L'INTERVENTO. Il caso di Silvia Romano tra provincialismo, odio e ignoranza

L'INTERVENTO. Il caso di Silvia Romano tra provincialismo, odio e ignoranza

silvia romano

La diatriba generata dalla liberazione di Silvia Romano e tutte le vicende collaterali all’evento, riguardo i pro e i contro dell’intera operazione manifestano ancora una volta il “provincialismo” del quale è affetta l’Italia e gran parte di coloro che vantano istruzione e informazione riguardo religione islamica e politica estera. Volendo tralasciare l’odio espresso dai fanatici sui social e restando terra terra nel ragionamento, è chiaro che tanti parlano di una cultura che non conoscono e di abitudini, anche riguardo all’abbigliamento, lontani anni luce da quelli ordinari delle donne occidentali.

Allora perché non tentare di comprendere prima di giudicare, prima di schierarsi anche ferocemente da un lato o dall’altro? E la parola a chi darla se non a coloro che l’islam lo vivono quotidianamente? Lo stesso per quanto riguarda l’Africa. Chi può raccontarci delle abitudini delle donne somale più dettagliatamente di una donna di origini somale? In proposito gli unici commenti veramente interessanti e sensati sulla vicenda sono stati quelli espressi dallo scrittore marocchino Tahar Ben Jelloun su Repubblica e dalla scrittrice italiana di origini somale Igiaba Scego sulla rivista on line Fanpage.

Il primo pone in evidenzia che l’Islam al quale si “sarebbe” convertita Silvia Romano è ben diverso dal credo professato da milioni di musulmani in tutto il mondo. L’Islam che la ragazza può aver conosciuto durante la prigionia è quello del gruppo al-Shabaab che l'ha rapita il 20 novembre 2018 nel sud-est del Kenya dunque un modo di intendere il corano “rigorista, integralista e antioccidentale”. In altri termini i rapitori di Silvia Romano fanno parte di un movimento radicale che poco ha a che spartire con la religione e la libertà di culto professata in piena coscienza da tanti musulmani in occidente. E questo dato, illustrato dallo scrittore, pone in evidenza come effettivamente la libertà e lo spirito della ragazza possano essere stati coartati durante la prigionia al punto da nutrire forti sospetti sulle scelte che ha compiuto.

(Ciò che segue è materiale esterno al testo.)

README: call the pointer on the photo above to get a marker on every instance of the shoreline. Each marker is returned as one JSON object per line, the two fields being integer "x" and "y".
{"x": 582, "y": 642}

Igiaba Scego invece racconta gli abiti delle donne somale, esprime l’amore per i colori che esiste in Africa e spiega che la Somalia di oggi è un paese dilaniato dalla violenza e dalle guerre intestine, un paese in cui non si indossa solo il vestito verde (ibaya) portato da Silvia Romano ma si indossano anche i jeans stretti, proprio come fanno tante ragazze in Europa, anche di origine straniera. E dunque quel lungo indumento monocolore e senza forma non viene usato tanto di frequente in Africa e soprattutto non è un vestito “tradizionale”.  

È chiaro quindi che bisogna abbandonare gli stereotipi e inquadrare i fatti nella direzione giusta lasciando che siano i nostri vicini di casa e i nostri amici musulmani ed afrodiscendenti a esprimere giudizi su eventi che riguardano la loro cultura di origine. Le nostre abituali categorie di pensiero non sono utili e anzi sono fuorvianti, frutto di pregiudizi ed anche di visioni distorte che non ci aiutano a stabilire un rapporto di serena convivenza con chi è di origine straniera ma oramai da anni sul suolo italiano.

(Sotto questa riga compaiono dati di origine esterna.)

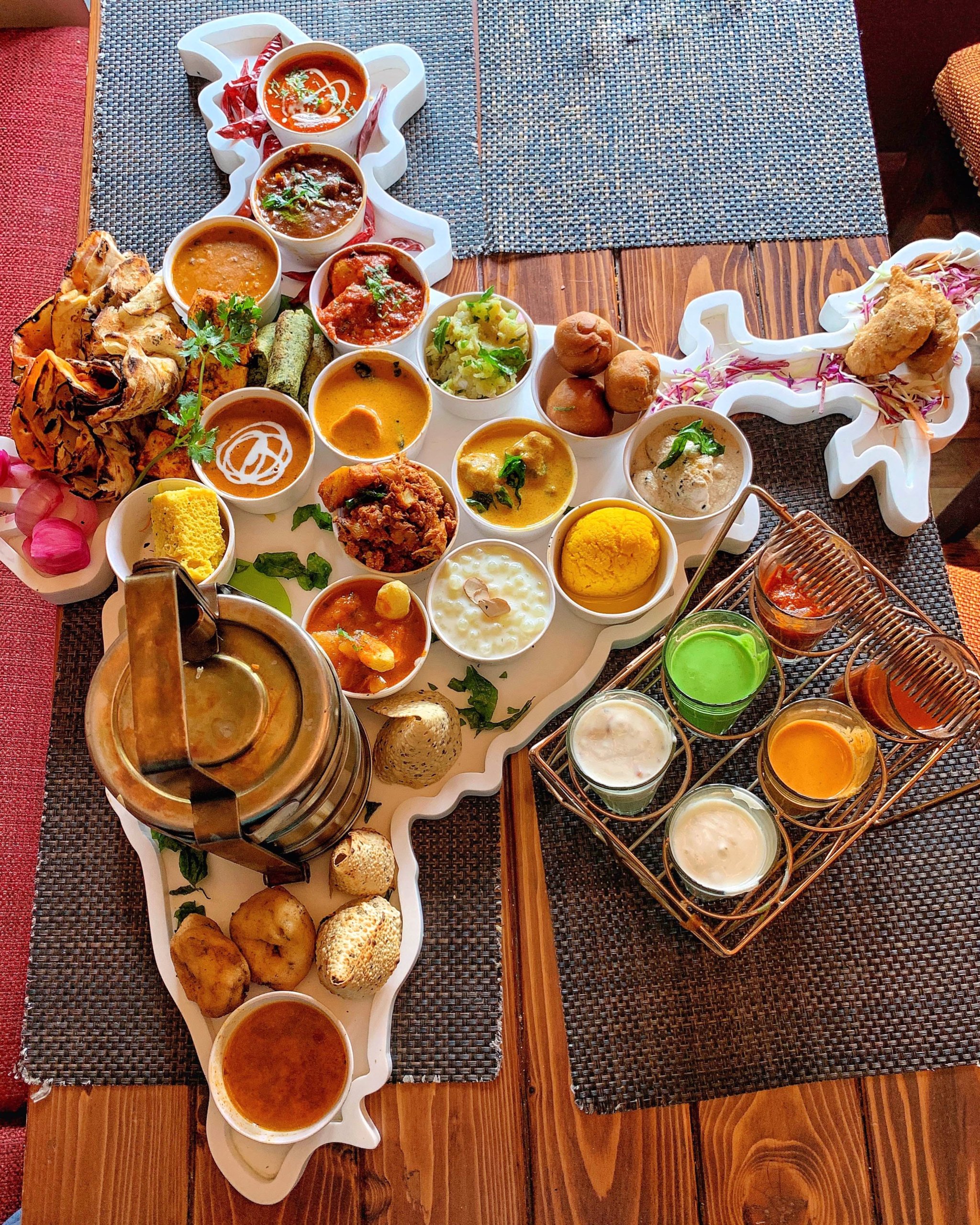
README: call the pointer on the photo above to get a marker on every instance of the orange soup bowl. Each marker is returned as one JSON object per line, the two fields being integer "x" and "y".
{"x": 264, "y": 434}
{"x": 325, "y": 288}
{"x": 351, "y": 604}
{"x": 388, "y": 385}
{"x": 264, "y": 1072}
{"x": 338, "y": 118}
{"x": 224, "y": 255}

Invece sono stati pochi i commentatori musulmani della vicenda, quasi nessuno ha spiegato come avvengono le “conversioni” da adulti, nessuno ha chiarito che la lingua del corano è l’arabo classico, e che Silvia/Aisha avrebbe dovuto pregare in arabo per essere ritenuta una degna seguace del profeta Maometto. Gli italiani “puri” hanno fatto la parte del leone e così l’odio si è propagato sino a giungere in Parlamento, proprio in quel luogo dove i diritti delle minoranze confessionali ed aconfessionali dovrebbero essere pienamente garantiti.

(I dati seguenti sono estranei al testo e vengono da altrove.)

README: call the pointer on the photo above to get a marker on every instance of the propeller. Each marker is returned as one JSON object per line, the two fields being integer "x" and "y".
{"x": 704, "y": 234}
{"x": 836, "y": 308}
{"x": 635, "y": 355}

Viste le tendenze dei tanti facinorosi leghisti e il patriottismo di facciata ostentato dalla maggioranza degli appartenenti alla cultura cattolica, certamente l’arrivo a Ciampino della giovane “liberata” ma abbigliata in maniera poco occidentale doveva essere sicuramente meglio gestito dalle autorità. Si voleva lanciare un messaggio di entusiasmo per l’otto maggio – festa della mamma- in un paese improntato al familismo e intristito per le morti da Covid-19 e invece non si è fatto altro che consentire la lapidazione simbolica – solo verbale - per fortuna, di una giovane inesperta ed ingenua che arrivata per ragioni filantropiche in Kenya si è trovata suo malgrado impigliata in una situazione, sin da subito, difficile.